Il est déjà tard lorsque la jeune Mackenzie émerge difficilement des bras de Morphée et laisse à son majordome le soin de lui préparer une tisane matinale avant d'attaquer une journée qui s'annonce terriblement longue. Les heures qui suivront ne dissiperont pas le regard de somnambule qui caractérise son visage, l'apprentie détective errant constamment dans la brume de l'étonnement, comme si elle évoluait dans une réalité qui dépasse son entendement. Ceci dit, on la comprend lorsqu'on constate à quel point l'univers de Touch Detective est dépourvu de toute logique, avec ses personnages aux traits tirés semblables à des zombies décharnés, et ses mystères à deux francs six sous. Dans cette jungle du non-sens absolu, Mackenzie semble être la seule personne douée de raison, et c'est avec intérêt et amusement qu'on découvre les réflexions qui traversent son esprit tandis qu'elle écoute d'un air distrait les requêtes qu'on lui confie. Très franchement, l'humour de Touch Detective se révèle parfois très pertinent, et il est regrettable que les développeurs n'aient pas davantage mis l'accent là-dessus en proposant beaucoup plus de dialogues composés d'absurdités et de divagations. Au lieu de ça, le scénario ne se risque que rarement au-delà de la simple naïveté, et si on ne peut s'empêcher de sourire au début, l'humour finit généralement par tomber à plat.

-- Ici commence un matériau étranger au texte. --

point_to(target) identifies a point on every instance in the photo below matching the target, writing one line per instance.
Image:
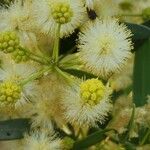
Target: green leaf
(131, 122)
(129, 146)
(13, 129)
(141, 76)
(140, 32)
(147, 23)
(90, 140)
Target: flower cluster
(67, 92)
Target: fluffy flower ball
(104, 46)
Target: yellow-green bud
(10, 93)
(92, 91)
(62, 13)
(20, 55)
(9, 42)
(125, 5)
(146, 13)
(67, 143)
(108, 145)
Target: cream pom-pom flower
(104, 46)
(41, 141)
(69, 13)
(87, 103)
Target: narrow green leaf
(140, 32)
(141, 77)
(131, 122)
(90, 140)
(129, 146)
(13, 129)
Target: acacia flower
(104, 46)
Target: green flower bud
(146, 13)
(9, 42)
(126, 6)
(62, 13)
(20, 55)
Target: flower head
(69, 13)
(12, 92)
(87, 103)
(104, 46)
(9, 42)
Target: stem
(35, 75)
(37, 59)
(145, 137)
(56, 43)
(37, 49)
(130, 15)
(65, 75)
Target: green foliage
(141, 77)
(13, 129)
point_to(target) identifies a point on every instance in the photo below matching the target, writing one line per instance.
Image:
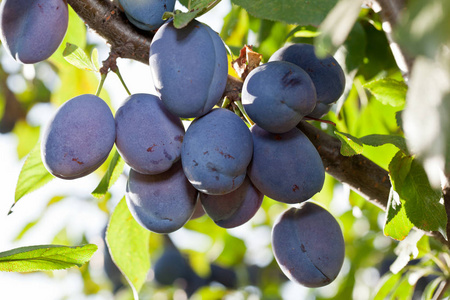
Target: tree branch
(361, 174)
(109, 22)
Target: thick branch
(360, 173)
(109, 22)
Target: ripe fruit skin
(146, 14)
(32, 30)
(216, 151)
(235, 208)
(189, 68)
(79, 137)
(308, 245)
(285, 167)
(148, 136)
(326, 74)
(281, 88)
(161, 203)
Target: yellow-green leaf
(45, 257)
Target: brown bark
(360, 173)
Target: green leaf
(403, 290)
(115, 168)
(337, 26)
(181, 19)
(425, 118)
(388, 91)
(420, 200)
(431, 288)
(350, 145)
(128, 243)
(33, 174)
(45, 257)
(196, 9)
(301, 12)
(95, 59)
(376, 140)
(397, 224)
(78, 58)
(406, 250)
(387, 284)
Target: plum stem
(122, 81)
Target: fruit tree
(298, 150)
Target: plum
(146, 14)
(161, 203)
(285, 167)
(148, 136)
(326, 73)
(277, 95)
(32, 30)
(235, 208)
(216, 151)
(79, 138)
(308, 245)
(189, 68)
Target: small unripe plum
(308, 245)
(326, 73)
(161, 203)
(146, 14)
(285, 167)
(79, 138)
(148, 137)
(32, 30)
(189, 68)
(235, 208)
(277, 95)
(216, 151)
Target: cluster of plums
(219, 161)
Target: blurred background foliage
(211, 262)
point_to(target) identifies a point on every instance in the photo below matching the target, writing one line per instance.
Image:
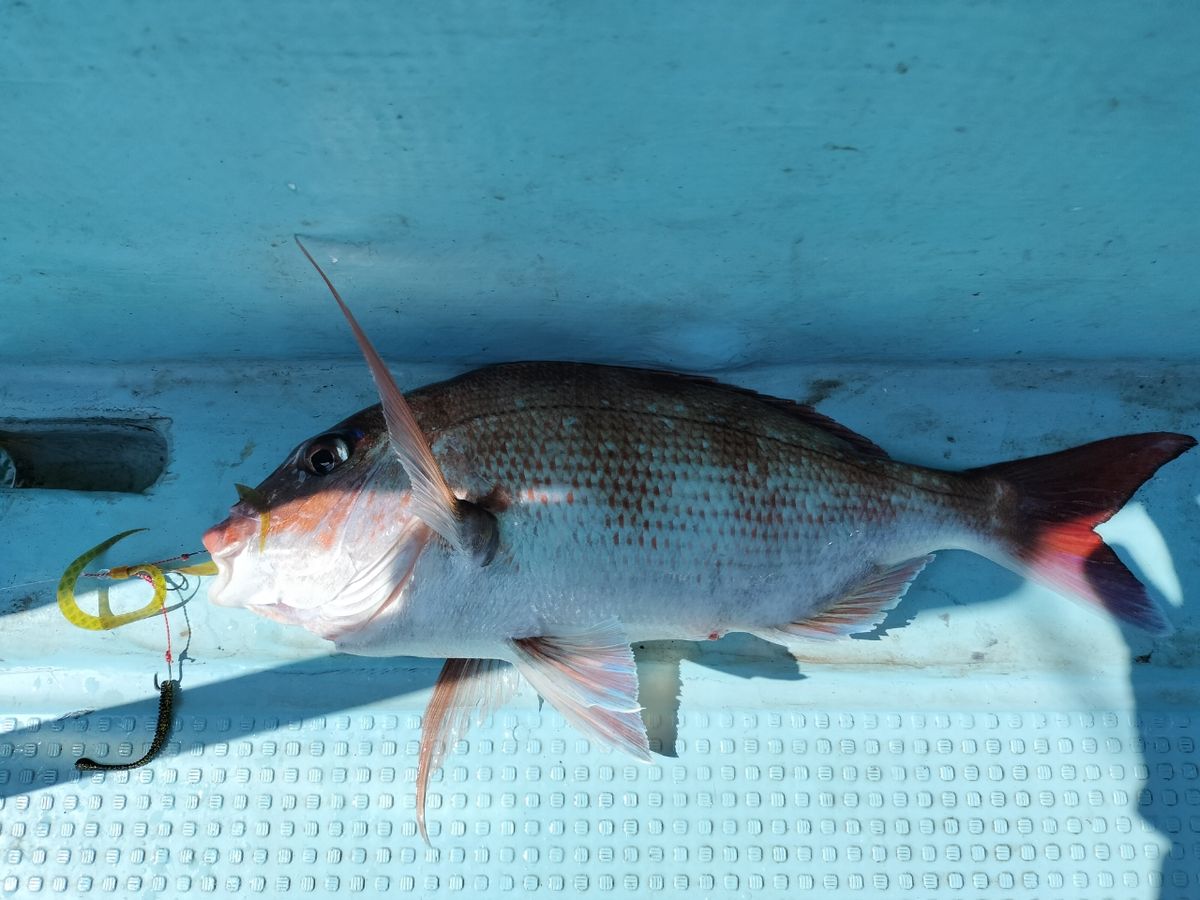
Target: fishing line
(162, 581)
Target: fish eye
(324, 454)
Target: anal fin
(861, 610)
(591, 678)
(466, 691)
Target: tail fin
(1061, 497)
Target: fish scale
(547, 514)
(681, 507)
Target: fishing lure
(149, 573)
(168, 693)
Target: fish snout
(229, 535)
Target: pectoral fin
(466, 693)
(463, 525)
(591, 678)
(862, 609)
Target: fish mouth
(225, 541)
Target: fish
(531, 521)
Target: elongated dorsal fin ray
(466, 693)
(589, 677)
(433, 502)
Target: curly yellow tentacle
(76, 616)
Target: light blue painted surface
(1006, 258)
(653, 181)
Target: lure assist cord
(161, 580)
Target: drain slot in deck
(119, 455)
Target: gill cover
(466, 526)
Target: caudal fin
(1061, 498)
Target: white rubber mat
(993, 741)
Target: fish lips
(225, 543)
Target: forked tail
(1060, 498)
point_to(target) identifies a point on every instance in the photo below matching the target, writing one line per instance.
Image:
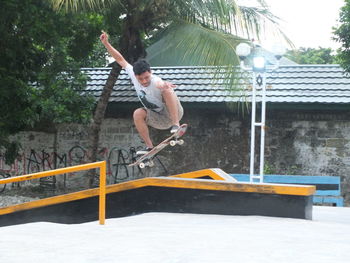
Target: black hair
(141, 66)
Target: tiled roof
(291, 84)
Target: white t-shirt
(150, 96)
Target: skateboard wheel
(150, 163)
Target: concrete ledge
(181, 194)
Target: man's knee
(140, 114)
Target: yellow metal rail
(82, 167)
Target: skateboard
(147, 159)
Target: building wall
(298, 142)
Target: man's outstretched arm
(112, 51)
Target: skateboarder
(161, 107)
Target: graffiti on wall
(33, 161)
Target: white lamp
(243, 50)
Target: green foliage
(312, 56)
(41, 52)
(342, 35)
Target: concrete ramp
(209, 191)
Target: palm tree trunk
(100, 110)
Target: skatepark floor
(170, 237)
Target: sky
(184, 238)
(308, 23)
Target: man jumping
(161, 107)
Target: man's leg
(141, 126)
(171, 102)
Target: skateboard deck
(147, 159)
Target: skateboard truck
(147, 159)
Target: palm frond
(76, 5)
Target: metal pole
(262, 133)
(252, 135)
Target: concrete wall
(297, 142)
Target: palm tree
(208, 31)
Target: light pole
(259, 68)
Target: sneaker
(143, 151)
(174, 128)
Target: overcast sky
(308, 23)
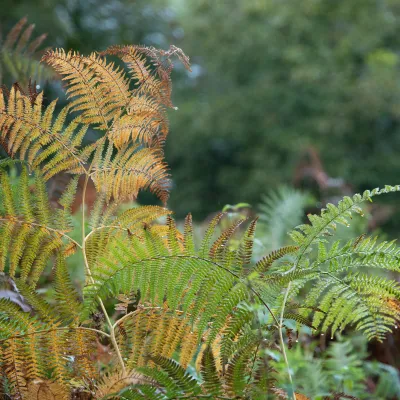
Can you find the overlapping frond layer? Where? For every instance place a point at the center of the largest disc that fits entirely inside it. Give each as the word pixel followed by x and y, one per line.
pixel 156 331
pixel 29 231
pixel 346 296
pixel 44 352
pixel 370 304
pixel 108 227
pixel 307 235
pixel 121 174
pixel 167 270
pixel 97 89
pixel 18 54
pixel 145 122
pixel 51 146
pixel 145 119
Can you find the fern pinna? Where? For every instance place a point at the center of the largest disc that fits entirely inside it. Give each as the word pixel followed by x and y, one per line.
pixel 180 320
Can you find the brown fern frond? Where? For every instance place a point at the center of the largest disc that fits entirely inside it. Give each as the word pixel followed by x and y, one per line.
pixel 114 382
pixel 156 331
pixel 219 247
pixel 130 170
pixel 14 362
pixel 145 122
pixel 29 131
pixel 246 246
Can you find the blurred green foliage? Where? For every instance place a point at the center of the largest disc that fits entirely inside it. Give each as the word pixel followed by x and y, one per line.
pixel 270 78
pixel 343 367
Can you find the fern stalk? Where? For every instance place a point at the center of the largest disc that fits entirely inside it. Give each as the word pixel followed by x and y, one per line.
pixel 112 331
pixel 280 325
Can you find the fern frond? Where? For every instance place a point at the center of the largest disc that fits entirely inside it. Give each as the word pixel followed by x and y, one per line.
pixel 130 170
pixel 366 252
pixel 68 304
pixel 96 89
pixel 306 236
pixel 29 236
pixel 209 373
pixel 45 144
pixel 266 262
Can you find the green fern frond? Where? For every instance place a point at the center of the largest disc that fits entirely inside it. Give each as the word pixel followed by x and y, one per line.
pixel 184 380
pixel 29 235
pixel 18 54
pixel 209 373
pixel 45 144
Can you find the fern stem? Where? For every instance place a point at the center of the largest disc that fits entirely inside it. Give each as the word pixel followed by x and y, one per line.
pixel 89 272
pixel 62 328
pixel 280 326
pixel 16 221
pixel 132 313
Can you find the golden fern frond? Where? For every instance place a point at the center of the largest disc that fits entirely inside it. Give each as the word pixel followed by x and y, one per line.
pixel 145 121
pixel 97 89
pixel 29 236
pixel 44 358
pixel 18 54
pixel 44 144
pixel 123 174
pixel 129 223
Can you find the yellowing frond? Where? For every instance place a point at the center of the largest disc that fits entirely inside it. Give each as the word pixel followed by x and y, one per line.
pixel 27 130
pixel 97 89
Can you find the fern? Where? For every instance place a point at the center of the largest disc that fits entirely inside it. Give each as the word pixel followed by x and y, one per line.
pixel 18 55
pixel 175 306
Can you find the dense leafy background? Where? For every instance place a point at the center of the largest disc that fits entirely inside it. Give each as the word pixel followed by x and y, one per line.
pixel 270 78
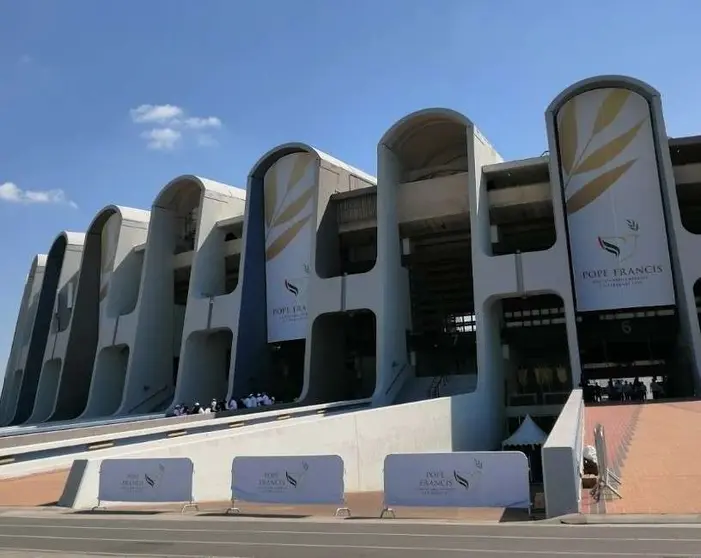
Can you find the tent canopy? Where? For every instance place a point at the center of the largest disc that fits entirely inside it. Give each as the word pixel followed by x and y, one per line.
pixel 528 434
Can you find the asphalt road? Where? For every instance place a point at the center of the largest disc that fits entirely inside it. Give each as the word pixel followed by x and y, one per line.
pixel 172 537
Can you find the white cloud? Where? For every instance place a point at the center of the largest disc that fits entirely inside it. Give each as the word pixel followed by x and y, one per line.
pixel 162 139
pixel 173 126
pixel 146 114
pixel 206 140
pixel 199 123
pixel 11 193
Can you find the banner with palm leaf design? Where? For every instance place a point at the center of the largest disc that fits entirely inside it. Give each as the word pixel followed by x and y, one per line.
pixel 613 200
pixel 289 190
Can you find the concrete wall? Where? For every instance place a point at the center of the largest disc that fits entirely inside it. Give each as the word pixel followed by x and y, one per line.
pixel 121 263
pixel 150 380
pixel 61 325
pixel 207 313
pixel 20 343
pixel 685 269
pixel 563 459
pixel 363 439
pixel 329 293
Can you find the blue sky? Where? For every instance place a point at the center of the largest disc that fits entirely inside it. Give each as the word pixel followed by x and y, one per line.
pixel 238 77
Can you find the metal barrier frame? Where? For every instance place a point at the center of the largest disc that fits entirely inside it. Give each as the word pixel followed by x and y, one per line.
pixel 191 504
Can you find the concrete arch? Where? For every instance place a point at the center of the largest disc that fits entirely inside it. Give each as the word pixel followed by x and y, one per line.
pixel 439 128
pixel 253 351
pixel 276 153
pixel 176 187
pixel 77 369
pixel 600 82
pixel 38 391
pixel 252 341
pixel 179 225
pixel 20 343
pixel 424 144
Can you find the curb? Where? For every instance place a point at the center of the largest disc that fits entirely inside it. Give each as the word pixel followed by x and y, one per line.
pixel 631 519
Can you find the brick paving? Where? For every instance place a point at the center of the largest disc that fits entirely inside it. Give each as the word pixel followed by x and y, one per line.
pixel 619 421
pixel 33 490
pixel 661 474
pixel 45 489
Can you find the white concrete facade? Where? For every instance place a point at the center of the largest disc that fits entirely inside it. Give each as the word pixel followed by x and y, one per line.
pixel 20 343
pixel 157 346
pixel 63 263
pixel 109 294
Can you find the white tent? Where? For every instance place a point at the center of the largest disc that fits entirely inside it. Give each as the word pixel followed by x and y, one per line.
pixel 528 434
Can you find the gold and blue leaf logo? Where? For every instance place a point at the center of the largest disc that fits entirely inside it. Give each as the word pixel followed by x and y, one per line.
pixel 462 481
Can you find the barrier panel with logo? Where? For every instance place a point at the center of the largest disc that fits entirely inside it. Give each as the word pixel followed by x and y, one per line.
pixel 297 480
pixel 160 480
pixel 491 479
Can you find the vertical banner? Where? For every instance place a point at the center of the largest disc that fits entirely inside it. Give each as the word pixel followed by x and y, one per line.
pixel 108 251
pixel 481 479
pixel 289 190
pixel 305 479
pixel 613 198
pixel 146 480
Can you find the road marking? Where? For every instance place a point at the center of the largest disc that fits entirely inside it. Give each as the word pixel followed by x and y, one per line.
pixel 341 533
pixel 424 550
pixel 98 554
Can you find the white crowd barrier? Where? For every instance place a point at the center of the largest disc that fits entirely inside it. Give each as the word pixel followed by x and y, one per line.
pixel 297 480
pixel 160 480
pixel 498 479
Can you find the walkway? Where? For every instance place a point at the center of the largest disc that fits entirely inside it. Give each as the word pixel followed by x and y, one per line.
pixel 654 448
pixel 196 537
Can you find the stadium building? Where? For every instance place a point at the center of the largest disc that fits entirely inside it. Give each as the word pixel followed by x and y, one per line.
pixel 454 273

Touch Detective est donc un jeu d'aventure textuel, jouable entièrement au stylet, qui emprunte beaucoup d'idées à des titres tels que Hotel Dusk, Another Code ou même Phoenix Wright pour ce qui est de l'enchaînement des enquêtes et du déroulement des dialogues. Les investigations que vous allez mener par le biais du personnage de Mackenzie fonctionnent aussi beaucoup sur l'observation, puisque votre nature de détective doit vous conduire à localiser et à récupérer un maximum d'indices autour de vous. Un système de jeu extrêmement classique qui ne prend donc aucun risque, malgré le confort apporté par le stylet, et qui aurait gagné à proposer des interactions plus complexes, par exemple en nous permettant de faire tourner les objets récupérés lorsqu'on les examine. Mais en matière d'énigmes, c'est surtout l'absence totale de casse-tête à résoudre qui nuit à l'intérêt du titre, limitant les investigations à de simples va-et-vient ennuyeux et surtout dénués de logique. Ainsi, à maintes reprises, le déroulement de l'enquête vous demandera d'aller voir telle personne à tel moment du jeu, sans que vous n'ayez aucun moyen de savoir pourquoi. En d'autres termes, la progression se résume à parler x fois à tout le monde et à essayer les objets au hasard pour débloquer une situation, ce qui rend l'aventure passablement fastidieuse.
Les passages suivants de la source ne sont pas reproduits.